Neues Agrarleitbild für zukunftsfähige Landwirtschaft

Nachricht von Kirsten Tackmann,

Nicht erst seit den Bauerndemos der letzten Wochen wissen wir, dass die Agrarpolitik in der EU und im Bund die Landwirtschaft in eine gefährliche Sackgasse gefahren hat. Die strategische Ausrichtung der Landwirtschaft auf möglichst billige Rohstofflieferung für den globalisierten Weltagrarmarkt hat verheerende Folgen für Mensch und Natur.

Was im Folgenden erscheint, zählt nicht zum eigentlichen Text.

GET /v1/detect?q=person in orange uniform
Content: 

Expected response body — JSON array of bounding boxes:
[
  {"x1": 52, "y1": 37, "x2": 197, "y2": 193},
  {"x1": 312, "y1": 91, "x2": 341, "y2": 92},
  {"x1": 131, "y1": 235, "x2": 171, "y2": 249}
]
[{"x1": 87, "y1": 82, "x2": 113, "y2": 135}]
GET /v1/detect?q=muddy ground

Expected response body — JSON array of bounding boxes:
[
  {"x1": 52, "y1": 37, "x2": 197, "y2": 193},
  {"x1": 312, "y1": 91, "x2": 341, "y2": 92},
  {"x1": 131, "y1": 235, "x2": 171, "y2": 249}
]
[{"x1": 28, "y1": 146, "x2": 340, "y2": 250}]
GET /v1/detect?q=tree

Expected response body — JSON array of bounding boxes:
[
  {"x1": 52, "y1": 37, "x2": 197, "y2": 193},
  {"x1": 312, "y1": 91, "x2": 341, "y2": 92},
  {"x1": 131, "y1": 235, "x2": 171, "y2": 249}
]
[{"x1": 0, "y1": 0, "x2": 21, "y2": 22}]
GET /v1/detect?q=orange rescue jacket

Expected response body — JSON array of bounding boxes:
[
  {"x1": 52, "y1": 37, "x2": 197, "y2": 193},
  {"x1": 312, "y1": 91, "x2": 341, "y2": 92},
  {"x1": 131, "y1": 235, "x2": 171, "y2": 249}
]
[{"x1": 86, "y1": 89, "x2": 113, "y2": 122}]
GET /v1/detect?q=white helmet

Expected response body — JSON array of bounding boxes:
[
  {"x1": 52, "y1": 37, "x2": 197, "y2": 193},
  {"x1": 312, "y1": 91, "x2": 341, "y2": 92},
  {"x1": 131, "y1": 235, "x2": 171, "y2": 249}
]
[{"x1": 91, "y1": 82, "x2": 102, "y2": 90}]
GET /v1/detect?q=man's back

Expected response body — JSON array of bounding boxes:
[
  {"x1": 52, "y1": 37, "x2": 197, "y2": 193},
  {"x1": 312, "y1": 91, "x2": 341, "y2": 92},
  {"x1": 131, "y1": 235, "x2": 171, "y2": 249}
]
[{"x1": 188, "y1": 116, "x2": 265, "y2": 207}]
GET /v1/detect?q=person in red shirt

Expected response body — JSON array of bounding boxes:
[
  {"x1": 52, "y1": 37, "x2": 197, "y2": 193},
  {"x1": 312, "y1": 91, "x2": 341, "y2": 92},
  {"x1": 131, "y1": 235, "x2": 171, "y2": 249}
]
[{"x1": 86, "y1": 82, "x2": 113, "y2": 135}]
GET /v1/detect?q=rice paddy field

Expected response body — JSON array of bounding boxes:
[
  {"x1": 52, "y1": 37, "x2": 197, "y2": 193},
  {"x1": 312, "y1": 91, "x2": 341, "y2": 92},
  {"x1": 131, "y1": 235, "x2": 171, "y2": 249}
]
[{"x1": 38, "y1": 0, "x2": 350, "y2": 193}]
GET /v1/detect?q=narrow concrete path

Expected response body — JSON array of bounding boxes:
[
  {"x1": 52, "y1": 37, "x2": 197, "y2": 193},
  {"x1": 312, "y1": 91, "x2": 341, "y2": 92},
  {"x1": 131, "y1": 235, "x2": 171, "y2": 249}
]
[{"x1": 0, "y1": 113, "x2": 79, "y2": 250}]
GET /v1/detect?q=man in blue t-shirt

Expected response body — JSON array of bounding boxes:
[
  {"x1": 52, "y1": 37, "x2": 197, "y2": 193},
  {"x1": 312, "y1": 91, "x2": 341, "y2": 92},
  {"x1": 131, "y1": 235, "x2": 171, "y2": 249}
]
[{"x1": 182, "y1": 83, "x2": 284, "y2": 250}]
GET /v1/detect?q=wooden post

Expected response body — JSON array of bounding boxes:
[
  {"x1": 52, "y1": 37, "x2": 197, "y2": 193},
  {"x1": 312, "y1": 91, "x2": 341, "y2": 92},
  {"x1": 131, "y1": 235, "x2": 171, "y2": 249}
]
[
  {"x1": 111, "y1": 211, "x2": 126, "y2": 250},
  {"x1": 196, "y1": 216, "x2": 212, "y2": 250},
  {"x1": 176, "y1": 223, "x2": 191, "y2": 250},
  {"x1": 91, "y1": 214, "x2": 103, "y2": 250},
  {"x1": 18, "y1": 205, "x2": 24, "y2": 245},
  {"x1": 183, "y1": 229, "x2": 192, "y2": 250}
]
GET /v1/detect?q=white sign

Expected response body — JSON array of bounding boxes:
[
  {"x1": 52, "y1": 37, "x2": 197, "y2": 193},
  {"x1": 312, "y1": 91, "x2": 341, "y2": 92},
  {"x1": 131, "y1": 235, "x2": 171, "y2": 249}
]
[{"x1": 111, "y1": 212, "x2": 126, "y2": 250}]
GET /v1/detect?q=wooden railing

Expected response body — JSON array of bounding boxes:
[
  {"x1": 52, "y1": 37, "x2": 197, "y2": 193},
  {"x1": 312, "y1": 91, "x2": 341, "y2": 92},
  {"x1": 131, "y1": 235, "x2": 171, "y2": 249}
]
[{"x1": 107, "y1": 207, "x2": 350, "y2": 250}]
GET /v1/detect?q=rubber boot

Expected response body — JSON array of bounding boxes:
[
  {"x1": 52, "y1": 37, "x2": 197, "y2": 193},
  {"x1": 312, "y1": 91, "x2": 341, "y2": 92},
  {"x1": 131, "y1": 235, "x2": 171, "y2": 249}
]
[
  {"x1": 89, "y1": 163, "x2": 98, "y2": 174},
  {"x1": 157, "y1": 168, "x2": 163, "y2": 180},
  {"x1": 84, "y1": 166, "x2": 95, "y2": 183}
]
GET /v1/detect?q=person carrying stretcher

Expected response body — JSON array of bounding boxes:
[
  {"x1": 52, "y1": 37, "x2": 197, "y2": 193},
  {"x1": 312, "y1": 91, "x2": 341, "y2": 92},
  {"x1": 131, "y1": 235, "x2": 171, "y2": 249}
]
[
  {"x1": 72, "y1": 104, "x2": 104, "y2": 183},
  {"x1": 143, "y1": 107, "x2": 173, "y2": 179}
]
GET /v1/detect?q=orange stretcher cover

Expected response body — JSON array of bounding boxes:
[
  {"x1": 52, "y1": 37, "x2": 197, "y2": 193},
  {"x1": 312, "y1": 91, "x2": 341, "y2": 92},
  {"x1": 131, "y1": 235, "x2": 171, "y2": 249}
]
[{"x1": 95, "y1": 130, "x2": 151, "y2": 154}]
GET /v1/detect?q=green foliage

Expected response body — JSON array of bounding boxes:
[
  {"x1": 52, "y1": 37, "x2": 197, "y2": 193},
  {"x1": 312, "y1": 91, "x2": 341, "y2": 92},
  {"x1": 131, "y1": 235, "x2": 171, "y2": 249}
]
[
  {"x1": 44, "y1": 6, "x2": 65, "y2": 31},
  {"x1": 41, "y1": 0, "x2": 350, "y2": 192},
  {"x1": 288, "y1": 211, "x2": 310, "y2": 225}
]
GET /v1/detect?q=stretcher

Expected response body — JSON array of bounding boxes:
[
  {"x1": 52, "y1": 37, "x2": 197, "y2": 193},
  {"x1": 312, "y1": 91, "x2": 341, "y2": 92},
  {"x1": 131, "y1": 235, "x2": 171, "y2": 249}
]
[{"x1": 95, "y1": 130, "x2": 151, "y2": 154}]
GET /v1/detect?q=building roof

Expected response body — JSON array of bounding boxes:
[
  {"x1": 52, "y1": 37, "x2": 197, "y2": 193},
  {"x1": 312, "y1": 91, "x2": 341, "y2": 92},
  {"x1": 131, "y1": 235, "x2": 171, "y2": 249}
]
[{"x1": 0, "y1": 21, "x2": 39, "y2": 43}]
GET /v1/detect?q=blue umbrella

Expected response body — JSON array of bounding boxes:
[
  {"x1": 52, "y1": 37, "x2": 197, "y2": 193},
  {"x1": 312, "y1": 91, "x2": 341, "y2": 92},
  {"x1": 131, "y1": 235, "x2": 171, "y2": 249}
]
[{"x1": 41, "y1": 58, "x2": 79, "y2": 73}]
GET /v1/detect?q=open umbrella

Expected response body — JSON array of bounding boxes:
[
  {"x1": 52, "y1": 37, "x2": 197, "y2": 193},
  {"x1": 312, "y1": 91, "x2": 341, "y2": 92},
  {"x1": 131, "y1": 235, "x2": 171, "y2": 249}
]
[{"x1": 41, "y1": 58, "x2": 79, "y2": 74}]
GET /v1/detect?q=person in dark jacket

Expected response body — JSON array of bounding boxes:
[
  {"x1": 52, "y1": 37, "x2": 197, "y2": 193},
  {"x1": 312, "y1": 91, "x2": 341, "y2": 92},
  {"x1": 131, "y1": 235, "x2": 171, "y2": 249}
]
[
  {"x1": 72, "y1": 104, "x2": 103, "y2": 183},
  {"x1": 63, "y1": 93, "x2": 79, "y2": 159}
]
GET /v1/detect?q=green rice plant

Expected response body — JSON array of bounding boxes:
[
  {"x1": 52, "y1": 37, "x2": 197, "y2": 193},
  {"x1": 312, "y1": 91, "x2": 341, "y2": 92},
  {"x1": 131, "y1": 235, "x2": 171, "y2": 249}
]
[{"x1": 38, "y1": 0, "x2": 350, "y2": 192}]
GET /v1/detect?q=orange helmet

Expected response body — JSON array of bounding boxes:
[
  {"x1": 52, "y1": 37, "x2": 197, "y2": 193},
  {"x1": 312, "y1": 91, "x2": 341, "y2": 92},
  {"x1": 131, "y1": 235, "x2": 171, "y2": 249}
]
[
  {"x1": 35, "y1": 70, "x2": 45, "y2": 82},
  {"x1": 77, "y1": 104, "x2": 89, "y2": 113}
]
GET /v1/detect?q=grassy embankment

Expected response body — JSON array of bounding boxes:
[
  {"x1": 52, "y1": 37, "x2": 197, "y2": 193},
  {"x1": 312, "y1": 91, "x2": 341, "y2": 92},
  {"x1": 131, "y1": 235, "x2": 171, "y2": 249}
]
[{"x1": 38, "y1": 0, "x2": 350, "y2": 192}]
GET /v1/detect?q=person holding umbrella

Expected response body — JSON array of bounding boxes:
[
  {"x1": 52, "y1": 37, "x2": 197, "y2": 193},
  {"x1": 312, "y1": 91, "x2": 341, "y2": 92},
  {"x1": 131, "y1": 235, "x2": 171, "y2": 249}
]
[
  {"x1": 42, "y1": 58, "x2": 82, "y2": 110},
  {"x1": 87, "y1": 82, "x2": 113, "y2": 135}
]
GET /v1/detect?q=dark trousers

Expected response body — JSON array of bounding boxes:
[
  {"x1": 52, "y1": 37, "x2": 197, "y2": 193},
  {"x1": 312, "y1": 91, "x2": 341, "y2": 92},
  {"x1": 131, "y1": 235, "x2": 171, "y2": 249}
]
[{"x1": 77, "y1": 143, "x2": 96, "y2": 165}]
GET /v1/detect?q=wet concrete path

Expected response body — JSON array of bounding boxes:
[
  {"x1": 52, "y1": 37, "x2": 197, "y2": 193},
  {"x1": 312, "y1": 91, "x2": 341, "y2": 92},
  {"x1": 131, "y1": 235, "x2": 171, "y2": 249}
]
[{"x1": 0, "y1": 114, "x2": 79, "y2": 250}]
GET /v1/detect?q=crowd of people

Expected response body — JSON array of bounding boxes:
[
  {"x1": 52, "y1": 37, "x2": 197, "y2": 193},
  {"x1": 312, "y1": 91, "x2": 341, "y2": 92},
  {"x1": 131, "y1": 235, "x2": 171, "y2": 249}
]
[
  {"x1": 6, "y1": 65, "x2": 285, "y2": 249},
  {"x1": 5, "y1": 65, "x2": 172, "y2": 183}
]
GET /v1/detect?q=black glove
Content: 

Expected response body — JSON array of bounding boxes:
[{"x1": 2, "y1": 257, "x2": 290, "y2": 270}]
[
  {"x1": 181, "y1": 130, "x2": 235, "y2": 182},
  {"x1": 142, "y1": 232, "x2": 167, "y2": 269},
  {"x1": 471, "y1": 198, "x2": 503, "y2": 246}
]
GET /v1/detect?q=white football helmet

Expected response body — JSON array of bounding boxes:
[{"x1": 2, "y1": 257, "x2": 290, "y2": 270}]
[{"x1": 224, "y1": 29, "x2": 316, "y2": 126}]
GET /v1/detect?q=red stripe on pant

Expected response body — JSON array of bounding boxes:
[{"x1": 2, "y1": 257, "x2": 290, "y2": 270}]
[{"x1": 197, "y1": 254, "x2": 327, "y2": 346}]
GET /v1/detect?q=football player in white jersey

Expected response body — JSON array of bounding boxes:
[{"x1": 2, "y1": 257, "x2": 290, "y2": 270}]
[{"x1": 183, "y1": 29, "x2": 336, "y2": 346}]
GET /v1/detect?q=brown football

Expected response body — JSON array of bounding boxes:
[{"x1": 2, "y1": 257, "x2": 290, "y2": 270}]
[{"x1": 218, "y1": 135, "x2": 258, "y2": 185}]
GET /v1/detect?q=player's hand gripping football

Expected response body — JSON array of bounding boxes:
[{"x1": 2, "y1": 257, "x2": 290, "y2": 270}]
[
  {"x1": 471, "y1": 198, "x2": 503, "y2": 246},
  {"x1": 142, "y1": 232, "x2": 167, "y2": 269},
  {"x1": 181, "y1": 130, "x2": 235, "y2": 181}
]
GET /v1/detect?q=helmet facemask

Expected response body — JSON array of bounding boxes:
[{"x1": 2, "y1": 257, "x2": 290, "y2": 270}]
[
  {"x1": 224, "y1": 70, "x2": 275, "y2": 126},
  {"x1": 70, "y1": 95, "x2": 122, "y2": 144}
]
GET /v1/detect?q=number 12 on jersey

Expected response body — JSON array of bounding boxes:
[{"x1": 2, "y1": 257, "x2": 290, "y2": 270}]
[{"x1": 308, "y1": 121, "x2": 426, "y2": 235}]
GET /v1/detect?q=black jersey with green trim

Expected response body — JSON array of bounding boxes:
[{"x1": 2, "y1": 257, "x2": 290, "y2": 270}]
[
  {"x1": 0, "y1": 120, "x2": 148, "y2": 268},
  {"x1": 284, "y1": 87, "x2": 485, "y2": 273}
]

Die Agrarbetriebe zahlen zu oft die Zeche für diese falsche Agrarstrategie und erarbeiten zudem die Profite der international agierenden Konzerne im vor- und nachgelagerten Bereich (Saatgut-, Pestizidhersteller, groß Molkereien, Schlachtkonzerne, Transport, Vermarktung und der Lebensmitteleinzelhandel), die ihren Reichtum auf unser aller Kosten vermehren. Das hat auch die Antwort der Bundesregierung (PDF) auf die Kleine Anfrage der Fraktion DIE LINKE nochmal bestätigt. Die Agrarbetriebe brauchen jetzt keine Lippenbekenntnisse der Bundesregierung im Rahmen eines Agrargipfels, sondern es müssen Taten folgen.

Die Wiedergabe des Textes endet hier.